With all of this new information at my finger tips, I knew that steroids clearly had a negative impact in the body. Nevertheless, I wanted actual numbers to back up some of the findings. I needed to know to what extent steroids destroyed the body. I was able to find a study that compared different statistics among regular weight lifters, heavy lifters, steroid users, and runners. An effect seen in steroid abusers is increased blood pressure. This could be potentially caused by a larger left ventricular mass, larger posterior wall and larger interventricular septum thickness. Additionally, steroid users experienced a slower recovery in blood pressure after finishing an exercise. However, this appeared to be dose related, as some subjects experienced fewer effects with smaller injections. Finally, steroid users are at a much greater risk for cardiac disease caused by lipoprotein cholesterol. Compared to the other three test groups, steroid users had much higher levels of total cholesterol, LDLs (Low-Density Lipoprotein), and triglycerides. They also had lower levels of high-density lipoproteins, which are considered “good” cholesterol. LDLs are responsible for transporting cholesterol into the artery wall, leading to the formation of plaque, and eventually atherosclerosis, heart attack, stroke, or peripheral vascular disease. Each value that I mentioned can be explicitly found in or inferred from the tables below.
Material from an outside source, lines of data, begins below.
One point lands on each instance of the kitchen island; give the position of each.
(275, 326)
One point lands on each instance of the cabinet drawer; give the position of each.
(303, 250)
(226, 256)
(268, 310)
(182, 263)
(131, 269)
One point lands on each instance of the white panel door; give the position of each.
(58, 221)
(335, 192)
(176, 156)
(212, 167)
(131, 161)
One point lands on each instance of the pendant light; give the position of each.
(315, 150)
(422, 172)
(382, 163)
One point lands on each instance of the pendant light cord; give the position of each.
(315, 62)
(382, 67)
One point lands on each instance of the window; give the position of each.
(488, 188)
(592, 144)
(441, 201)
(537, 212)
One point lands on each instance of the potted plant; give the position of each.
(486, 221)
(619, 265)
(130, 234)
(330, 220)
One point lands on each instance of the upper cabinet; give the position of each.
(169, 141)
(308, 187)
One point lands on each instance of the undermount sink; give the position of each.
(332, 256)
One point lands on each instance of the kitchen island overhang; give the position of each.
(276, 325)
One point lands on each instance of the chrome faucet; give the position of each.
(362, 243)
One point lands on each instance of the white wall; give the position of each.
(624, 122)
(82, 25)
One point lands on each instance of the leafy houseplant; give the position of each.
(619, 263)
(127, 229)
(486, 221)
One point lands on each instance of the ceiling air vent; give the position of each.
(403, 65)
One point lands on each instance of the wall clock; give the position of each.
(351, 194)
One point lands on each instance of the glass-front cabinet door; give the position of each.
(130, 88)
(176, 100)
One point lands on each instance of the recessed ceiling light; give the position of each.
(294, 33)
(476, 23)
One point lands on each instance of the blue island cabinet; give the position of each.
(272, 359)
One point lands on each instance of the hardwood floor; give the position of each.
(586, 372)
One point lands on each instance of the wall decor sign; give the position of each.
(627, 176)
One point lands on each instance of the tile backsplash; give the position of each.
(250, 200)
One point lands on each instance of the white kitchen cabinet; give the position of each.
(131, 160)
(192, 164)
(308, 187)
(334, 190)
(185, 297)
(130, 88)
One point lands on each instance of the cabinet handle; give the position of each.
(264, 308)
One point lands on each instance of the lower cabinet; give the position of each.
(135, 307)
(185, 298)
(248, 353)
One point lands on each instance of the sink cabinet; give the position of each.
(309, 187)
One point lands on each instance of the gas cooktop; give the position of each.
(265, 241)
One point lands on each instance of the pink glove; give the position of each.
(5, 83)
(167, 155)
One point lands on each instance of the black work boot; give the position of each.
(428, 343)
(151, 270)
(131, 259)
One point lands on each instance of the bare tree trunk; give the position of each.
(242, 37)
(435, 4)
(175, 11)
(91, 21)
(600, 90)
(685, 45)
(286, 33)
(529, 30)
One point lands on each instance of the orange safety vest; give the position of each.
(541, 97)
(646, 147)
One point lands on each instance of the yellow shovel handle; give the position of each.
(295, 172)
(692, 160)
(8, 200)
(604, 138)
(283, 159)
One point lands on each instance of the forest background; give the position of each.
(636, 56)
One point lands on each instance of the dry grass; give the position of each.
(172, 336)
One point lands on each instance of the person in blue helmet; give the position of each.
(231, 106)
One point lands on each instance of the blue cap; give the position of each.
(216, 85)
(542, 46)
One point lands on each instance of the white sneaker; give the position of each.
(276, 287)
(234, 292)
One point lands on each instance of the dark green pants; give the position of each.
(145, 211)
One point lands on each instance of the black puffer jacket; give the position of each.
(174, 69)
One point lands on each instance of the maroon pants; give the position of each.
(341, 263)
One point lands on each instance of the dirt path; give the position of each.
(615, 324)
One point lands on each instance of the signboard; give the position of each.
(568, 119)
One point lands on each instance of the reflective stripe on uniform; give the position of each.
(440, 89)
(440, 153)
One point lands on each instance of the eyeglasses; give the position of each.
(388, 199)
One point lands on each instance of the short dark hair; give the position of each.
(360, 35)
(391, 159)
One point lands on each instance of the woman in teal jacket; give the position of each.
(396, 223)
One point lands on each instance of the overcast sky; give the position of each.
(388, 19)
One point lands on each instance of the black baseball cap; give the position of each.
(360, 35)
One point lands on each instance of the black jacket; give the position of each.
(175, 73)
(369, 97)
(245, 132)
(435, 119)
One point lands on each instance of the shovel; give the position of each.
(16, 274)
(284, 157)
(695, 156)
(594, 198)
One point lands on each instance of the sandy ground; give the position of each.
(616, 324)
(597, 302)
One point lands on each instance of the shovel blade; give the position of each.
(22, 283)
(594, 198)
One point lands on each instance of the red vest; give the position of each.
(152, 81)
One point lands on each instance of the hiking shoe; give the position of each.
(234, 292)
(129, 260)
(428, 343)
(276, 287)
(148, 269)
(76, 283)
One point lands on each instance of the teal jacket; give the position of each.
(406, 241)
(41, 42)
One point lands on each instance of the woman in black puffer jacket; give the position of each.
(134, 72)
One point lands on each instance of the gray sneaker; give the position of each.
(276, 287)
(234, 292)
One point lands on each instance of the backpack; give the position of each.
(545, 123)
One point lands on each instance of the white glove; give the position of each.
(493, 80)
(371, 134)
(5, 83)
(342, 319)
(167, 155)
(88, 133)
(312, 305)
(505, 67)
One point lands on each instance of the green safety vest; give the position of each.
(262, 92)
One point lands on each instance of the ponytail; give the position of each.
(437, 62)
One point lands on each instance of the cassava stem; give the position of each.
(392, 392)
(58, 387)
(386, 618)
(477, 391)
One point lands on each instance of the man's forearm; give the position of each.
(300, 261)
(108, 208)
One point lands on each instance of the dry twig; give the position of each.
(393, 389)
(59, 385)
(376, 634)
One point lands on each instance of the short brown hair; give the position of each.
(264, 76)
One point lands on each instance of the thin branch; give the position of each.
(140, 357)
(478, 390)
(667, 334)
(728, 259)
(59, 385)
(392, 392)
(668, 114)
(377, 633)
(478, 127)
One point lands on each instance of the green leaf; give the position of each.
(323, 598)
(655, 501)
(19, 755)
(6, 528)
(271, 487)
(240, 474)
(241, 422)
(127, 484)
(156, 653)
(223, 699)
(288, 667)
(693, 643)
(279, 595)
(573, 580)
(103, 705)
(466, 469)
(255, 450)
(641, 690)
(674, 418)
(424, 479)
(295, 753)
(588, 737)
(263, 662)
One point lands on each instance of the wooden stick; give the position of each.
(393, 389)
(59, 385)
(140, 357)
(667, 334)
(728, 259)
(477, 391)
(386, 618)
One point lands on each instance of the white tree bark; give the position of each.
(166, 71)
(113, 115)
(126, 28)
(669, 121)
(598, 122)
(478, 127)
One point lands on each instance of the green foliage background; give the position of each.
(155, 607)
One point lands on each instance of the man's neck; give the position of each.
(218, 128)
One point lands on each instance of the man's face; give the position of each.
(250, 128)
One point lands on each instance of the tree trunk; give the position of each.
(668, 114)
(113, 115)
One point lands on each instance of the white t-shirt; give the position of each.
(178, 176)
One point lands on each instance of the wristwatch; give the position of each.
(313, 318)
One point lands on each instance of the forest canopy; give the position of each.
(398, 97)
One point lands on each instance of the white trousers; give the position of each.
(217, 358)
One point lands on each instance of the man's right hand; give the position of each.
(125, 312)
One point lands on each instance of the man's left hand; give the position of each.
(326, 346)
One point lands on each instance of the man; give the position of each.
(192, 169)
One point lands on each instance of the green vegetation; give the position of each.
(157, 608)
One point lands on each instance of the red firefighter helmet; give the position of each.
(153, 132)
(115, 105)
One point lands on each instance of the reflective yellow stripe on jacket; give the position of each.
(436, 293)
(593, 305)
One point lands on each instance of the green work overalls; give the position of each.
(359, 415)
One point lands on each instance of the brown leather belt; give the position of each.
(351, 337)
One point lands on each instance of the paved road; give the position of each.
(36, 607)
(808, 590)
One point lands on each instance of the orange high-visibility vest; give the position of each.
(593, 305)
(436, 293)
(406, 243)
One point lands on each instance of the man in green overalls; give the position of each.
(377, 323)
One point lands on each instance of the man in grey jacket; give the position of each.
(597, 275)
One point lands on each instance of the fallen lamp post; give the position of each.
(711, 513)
When I finally came to terms with the idea that most athletes are money hungry cheaters, Ryan Braun’s suspension was overturned. There were alleged problems with the chain of custody of his urine samples, causing them to be invalid and not suitable for testing. Somehow a judge found this excuse to be good enough, even though no seals were broken, and Ryan Braun willingly gave his signature every step of the way. Even with no experts agreeing with his case, the judge believed that the samples could have elevated levels of testosterone just by sitting in a man’s apartment for an extra 48 hours. This was the first time any player had been relieved of a suspension after appealing. I am now forced to watch a likely steroid user tear apart Cubs pitchers, when he really should be suspended.